Exclusion de figures de l’opposition
La Commission électorale indépendante (CEI) a exclu plusieurs figures majeures de l’opposition, dont Laurent Gbagbo et Tidjane Thiam, de la liste des candidats. Laurent Gbagbo, ancien président et leader du Parti des Peuples Africains – Côte d’Ivoire (PPA-CI), a vu sa candidature rejetée, tout comme Tidjane Thiam, ancien directeur général de Credit Suisse et leader du Parti Démocratique de Côte d’Ivoire – Rassemblement Démocratique Africain (PDCI-RDA). Ces exclusions ont été perçues comme des manœuvres visant à affaiblir l’opposition et à réduire la concurrence électorale.
Manifestations et répression

Face à ces exclusions, des milliers de manifestants ont défilé dans les rues d’Abidjan, notamment à Yopougon, pour exprimer leur mécontentement et revendiquer des élections transparentes et inclusives. Les manifestants ont dénoncé ce qu’ils considèrent comme une dérive autoritaire du régime en place. Cependant, ces manifestations ont été réprimées par les forces de l’ordre, avec des arrestations de militants de l’opposition. Par exemple, six membres du PPA-CI ont été arrêtés lors d’une vague de répression, ce qui a été qualifié d' »arrestations arbitraires » par le parti
Risques de tensions sociales
La situation actuelle rappelle les événements de 2020, où des manifestations contre la candidature d’Alassane Ouattara avaient conduit à des violences et à une crise politique majeure. Bien que le contexte soit différent, les tensions actuelles, exacerbées par les exclusions de candidats et la répression des manifestations, pourraient entraîner des troubles sociaux similaires. Les observateurs craignent que la situation ne dégénère en une crise politique majeure si des mesures de décrispation ne sont pas rapidement mises en place.

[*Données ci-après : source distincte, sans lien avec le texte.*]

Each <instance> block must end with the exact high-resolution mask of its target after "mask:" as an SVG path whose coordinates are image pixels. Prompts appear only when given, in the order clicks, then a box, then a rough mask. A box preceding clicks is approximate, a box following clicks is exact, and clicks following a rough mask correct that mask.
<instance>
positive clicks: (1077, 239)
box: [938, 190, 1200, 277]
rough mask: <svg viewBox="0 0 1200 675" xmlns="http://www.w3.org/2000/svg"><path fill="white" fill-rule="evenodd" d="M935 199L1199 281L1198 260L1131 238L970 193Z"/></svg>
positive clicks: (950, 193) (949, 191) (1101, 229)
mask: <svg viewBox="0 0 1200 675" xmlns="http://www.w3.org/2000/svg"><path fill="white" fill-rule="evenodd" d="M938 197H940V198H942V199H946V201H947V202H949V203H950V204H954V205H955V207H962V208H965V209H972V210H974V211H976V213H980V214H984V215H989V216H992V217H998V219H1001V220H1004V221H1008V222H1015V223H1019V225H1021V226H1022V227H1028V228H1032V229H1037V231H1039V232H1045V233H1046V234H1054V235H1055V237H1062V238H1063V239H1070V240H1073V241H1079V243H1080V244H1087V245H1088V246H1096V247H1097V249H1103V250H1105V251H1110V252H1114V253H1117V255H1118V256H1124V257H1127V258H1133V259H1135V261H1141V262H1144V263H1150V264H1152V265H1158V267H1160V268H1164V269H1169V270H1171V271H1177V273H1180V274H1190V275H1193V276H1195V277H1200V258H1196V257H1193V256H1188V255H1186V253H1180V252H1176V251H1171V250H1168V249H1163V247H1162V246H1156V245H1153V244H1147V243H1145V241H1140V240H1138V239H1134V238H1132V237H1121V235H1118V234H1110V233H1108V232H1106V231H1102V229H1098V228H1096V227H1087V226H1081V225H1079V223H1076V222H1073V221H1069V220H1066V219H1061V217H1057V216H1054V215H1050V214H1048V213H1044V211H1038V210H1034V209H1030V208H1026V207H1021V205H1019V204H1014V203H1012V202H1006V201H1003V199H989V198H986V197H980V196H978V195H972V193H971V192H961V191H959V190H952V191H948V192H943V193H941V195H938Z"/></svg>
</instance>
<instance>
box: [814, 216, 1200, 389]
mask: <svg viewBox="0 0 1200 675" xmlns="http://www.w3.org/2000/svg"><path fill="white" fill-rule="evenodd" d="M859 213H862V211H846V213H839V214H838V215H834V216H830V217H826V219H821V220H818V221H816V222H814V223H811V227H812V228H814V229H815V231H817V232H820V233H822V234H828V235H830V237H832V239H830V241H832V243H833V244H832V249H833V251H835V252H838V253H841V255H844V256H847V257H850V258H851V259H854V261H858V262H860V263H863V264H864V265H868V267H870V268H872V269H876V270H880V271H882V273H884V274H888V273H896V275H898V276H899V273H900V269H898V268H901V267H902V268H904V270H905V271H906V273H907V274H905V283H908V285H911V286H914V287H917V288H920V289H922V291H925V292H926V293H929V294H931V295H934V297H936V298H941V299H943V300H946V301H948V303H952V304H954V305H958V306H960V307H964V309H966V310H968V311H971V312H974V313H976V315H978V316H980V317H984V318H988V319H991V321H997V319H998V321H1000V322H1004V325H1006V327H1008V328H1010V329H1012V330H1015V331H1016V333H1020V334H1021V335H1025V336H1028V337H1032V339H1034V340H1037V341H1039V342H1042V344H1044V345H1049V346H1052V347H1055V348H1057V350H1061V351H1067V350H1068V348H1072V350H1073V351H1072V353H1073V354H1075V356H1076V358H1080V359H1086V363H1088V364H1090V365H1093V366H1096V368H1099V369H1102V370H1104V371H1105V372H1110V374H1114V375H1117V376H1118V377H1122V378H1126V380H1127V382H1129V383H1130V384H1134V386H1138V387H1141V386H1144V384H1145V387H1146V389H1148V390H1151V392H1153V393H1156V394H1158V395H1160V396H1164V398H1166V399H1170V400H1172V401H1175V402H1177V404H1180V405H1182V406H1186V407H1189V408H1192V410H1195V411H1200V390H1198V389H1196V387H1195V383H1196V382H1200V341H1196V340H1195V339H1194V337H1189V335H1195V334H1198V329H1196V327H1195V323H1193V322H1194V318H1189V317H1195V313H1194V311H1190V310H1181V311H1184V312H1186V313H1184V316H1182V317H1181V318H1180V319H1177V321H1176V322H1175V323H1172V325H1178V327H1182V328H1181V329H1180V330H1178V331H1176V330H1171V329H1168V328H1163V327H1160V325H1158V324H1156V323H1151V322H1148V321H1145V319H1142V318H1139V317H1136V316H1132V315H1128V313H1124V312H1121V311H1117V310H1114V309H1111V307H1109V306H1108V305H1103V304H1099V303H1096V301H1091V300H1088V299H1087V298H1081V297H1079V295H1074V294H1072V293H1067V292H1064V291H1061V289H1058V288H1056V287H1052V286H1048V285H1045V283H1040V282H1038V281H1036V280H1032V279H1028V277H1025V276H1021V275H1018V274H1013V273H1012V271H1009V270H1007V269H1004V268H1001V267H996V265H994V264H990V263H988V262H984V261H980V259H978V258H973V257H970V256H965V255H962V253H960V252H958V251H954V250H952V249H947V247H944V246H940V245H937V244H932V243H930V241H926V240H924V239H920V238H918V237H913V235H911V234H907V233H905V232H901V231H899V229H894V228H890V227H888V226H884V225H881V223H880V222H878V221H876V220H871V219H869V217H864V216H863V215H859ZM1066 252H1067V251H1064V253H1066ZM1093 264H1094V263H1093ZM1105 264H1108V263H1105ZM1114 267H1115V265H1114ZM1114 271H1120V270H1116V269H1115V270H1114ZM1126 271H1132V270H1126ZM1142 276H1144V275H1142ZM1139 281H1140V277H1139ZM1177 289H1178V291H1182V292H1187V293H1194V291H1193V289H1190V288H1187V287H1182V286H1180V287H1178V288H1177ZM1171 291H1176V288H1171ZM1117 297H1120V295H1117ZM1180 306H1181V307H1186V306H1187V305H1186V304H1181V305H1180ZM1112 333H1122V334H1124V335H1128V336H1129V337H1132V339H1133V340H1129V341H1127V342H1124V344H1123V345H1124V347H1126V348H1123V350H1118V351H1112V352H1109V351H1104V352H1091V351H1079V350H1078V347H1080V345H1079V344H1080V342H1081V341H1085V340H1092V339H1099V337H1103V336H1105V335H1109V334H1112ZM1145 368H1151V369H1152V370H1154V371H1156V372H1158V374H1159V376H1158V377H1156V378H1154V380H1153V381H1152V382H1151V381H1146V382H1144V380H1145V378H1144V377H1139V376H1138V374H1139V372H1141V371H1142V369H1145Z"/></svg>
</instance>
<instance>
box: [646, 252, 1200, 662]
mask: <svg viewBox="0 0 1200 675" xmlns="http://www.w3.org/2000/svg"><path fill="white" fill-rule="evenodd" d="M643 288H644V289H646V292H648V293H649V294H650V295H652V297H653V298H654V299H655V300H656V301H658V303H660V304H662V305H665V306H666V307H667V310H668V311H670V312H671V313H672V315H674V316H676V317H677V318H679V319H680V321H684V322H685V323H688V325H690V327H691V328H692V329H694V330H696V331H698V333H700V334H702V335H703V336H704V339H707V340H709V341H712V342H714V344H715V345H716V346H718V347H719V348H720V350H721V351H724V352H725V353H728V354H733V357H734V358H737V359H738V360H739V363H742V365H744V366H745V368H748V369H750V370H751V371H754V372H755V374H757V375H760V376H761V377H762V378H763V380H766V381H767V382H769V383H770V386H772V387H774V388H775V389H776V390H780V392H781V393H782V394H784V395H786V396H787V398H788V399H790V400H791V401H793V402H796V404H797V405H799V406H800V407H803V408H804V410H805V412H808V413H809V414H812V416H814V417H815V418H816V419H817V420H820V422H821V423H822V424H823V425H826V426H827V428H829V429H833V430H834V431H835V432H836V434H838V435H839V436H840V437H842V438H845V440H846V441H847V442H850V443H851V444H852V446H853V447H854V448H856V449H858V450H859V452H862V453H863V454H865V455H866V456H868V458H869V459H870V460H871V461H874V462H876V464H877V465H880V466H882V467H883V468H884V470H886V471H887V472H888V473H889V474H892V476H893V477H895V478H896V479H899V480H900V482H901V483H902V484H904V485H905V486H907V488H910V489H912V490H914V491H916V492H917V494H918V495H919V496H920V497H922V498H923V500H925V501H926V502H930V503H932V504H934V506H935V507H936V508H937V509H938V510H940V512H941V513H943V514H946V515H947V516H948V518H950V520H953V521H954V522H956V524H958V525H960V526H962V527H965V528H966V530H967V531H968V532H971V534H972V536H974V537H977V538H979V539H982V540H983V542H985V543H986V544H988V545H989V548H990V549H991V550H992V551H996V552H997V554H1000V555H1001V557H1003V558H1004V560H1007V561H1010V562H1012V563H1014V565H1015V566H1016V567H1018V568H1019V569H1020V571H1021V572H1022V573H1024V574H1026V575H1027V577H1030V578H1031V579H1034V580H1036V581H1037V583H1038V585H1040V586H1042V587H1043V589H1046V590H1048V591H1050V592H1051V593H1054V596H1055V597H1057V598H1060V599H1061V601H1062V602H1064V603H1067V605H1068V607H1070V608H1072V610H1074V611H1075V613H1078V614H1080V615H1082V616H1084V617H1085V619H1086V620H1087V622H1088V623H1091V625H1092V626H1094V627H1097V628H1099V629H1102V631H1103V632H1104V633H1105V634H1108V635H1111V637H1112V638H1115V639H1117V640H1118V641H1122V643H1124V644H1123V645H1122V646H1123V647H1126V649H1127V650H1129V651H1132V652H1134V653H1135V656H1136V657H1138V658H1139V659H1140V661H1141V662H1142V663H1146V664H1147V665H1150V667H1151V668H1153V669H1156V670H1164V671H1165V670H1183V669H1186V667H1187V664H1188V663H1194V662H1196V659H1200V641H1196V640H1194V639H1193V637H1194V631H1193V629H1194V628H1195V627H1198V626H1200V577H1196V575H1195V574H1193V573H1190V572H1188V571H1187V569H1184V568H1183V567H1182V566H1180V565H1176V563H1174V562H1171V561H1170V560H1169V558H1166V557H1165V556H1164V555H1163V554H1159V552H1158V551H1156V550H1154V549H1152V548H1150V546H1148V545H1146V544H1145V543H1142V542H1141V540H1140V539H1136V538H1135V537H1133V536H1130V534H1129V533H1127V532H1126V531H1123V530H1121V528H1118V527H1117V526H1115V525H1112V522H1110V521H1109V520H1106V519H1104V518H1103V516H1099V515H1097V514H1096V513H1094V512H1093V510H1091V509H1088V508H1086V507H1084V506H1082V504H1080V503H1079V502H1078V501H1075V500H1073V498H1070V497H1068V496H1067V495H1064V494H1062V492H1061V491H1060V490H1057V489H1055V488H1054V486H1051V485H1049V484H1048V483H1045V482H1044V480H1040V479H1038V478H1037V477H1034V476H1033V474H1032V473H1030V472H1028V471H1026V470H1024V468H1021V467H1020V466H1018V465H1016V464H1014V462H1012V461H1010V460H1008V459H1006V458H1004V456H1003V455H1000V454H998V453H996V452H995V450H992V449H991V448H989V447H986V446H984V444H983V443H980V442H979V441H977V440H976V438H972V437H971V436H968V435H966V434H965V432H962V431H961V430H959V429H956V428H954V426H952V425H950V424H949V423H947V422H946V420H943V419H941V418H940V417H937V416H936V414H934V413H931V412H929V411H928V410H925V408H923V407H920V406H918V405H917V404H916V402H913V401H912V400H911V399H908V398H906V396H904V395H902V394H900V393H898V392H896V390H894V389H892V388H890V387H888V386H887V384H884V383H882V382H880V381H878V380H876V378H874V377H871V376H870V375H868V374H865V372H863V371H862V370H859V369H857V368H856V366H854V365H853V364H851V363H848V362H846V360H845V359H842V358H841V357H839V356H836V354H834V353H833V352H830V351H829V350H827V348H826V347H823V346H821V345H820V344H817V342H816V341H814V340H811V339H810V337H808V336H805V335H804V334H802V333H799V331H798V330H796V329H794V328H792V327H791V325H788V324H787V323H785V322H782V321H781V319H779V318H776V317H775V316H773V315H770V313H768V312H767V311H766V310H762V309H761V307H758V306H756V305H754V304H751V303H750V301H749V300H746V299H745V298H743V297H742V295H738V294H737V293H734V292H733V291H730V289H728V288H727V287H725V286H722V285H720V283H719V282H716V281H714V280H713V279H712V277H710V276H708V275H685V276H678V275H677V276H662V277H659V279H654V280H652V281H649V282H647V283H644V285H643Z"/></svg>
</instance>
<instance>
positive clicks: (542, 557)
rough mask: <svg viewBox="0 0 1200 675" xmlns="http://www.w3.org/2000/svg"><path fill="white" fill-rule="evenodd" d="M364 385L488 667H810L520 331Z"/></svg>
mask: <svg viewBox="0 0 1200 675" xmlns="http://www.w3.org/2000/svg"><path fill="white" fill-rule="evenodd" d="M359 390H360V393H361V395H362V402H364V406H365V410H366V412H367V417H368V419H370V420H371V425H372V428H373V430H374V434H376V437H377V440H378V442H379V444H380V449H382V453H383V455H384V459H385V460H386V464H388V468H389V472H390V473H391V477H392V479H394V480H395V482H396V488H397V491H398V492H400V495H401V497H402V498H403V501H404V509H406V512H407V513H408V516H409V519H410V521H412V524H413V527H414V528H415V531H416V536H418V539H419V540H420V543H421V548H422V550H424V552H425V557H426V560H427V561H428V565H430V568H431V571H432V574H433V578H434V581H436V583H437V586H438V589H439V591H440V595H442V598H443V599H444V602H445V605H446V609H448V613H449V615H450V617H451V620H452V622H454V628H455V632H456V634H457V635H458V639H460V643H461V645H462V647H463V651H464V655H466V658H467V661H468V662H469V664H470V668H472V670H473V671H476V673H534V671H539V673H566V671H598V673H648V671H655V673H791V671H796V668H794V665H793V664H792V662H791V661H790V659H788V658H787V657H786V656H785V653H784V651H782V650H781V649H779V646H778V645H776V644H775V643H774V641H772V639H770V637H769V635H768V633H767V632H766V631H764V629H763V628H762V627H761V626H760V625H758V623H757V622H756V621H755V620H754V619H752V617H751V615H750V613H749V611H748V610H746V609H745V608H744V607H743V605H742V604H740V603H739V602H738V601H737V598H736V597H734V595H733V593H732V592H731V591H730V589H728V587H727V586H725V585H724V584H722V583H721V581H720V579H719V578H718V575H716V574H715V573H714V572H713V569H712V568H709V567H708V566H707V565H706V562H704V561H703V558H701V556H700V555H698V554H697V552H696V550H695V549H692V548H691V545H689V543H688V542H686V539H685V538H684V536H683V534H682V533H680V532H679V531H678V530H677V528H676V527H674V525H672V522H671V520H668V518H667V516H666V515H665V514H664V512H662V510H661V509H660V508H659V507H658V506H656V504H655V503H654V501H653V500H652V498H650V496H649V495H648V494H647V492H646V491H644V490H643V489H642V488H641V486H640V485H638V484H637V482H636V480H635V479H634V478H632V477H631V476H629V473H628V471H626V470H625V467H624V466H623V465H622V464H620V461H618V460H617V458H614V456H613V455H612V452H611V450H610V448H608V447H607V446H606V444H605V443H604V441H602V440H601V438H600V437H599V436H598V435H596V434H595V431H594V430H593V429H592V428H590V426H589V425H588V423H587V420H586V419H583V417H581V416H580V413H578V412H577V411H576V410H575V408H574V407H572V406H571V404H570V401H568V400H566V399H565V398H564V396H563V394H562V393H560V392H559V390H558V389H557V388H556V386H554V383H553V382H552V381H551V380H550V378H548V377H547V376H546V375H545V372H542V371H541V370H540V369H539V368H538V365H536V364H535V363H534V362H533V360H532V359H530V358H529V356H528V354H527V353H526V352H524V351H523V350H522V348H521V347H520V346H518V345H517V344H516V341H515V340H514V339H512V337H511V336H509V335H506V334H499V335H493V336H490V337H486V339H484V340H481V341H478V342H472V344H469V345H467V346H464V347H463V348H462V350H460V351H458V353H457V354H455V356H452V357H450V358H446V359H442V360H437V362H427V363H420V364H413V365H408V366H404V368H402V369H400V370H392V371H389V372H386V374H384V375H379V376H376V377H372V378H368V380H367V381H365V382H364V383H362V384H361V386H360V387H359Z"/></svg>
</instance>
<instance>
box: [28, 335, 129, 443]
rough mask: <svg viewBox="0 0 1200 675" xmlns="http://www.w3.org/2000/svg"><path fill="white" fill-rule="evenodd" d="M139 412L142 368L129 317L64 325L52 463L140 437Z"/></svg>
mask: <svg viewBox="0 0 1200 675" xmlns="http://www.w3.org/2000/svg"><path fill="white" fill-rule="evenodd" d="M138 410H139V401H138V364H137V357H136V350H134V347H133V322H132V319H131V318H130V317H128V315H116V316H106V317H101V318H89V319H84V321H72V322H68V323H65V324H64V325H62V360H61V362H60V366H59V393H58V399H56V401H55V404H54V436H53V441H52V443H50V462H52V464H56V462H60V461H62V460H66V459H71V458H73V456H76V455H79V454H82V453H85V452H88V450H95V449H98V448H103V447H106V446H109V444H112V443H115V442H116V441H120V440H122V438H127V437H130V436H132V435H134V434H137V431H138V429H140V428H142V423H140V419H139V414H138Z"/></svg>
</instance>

Appels à la réconciliation
Face à ces tensions, des voix s’élèvent pour appeler à la réconciliation nationale et à un dialogue inclusif entre le pouvoir et l’opposition. Des organisations de la société civile, des leaders religieux et des acteurs politiques appellent à la mise en place d’un cadre électoral transparent et équitable, garantissant la participation de toutes les forces politiques. Ils soulignent que seule une élection inclusive et apaisée pourra assurer la stabilité et la paix durable en Côte d’Ivoire.
La présidentielle de 2025 en Côte d’Ivoire représente un tournant décisif pour l’avenir démocratique du pays. Les tensions actuelles, marquées par des exclusions de candidats, des répressions de manifestations et des contestations sur la légalité de la candidature d’Alassane Ouattara, soulignent les défis auxquels la nation est confrontée. Il est impératif que toutes les parties prenantes œuvrent ensemble pour garantir un processus électoral transparent, inclusif et pacifique, afin d’éviter une nouvelle crise politique et de préserver la stabilité du pays.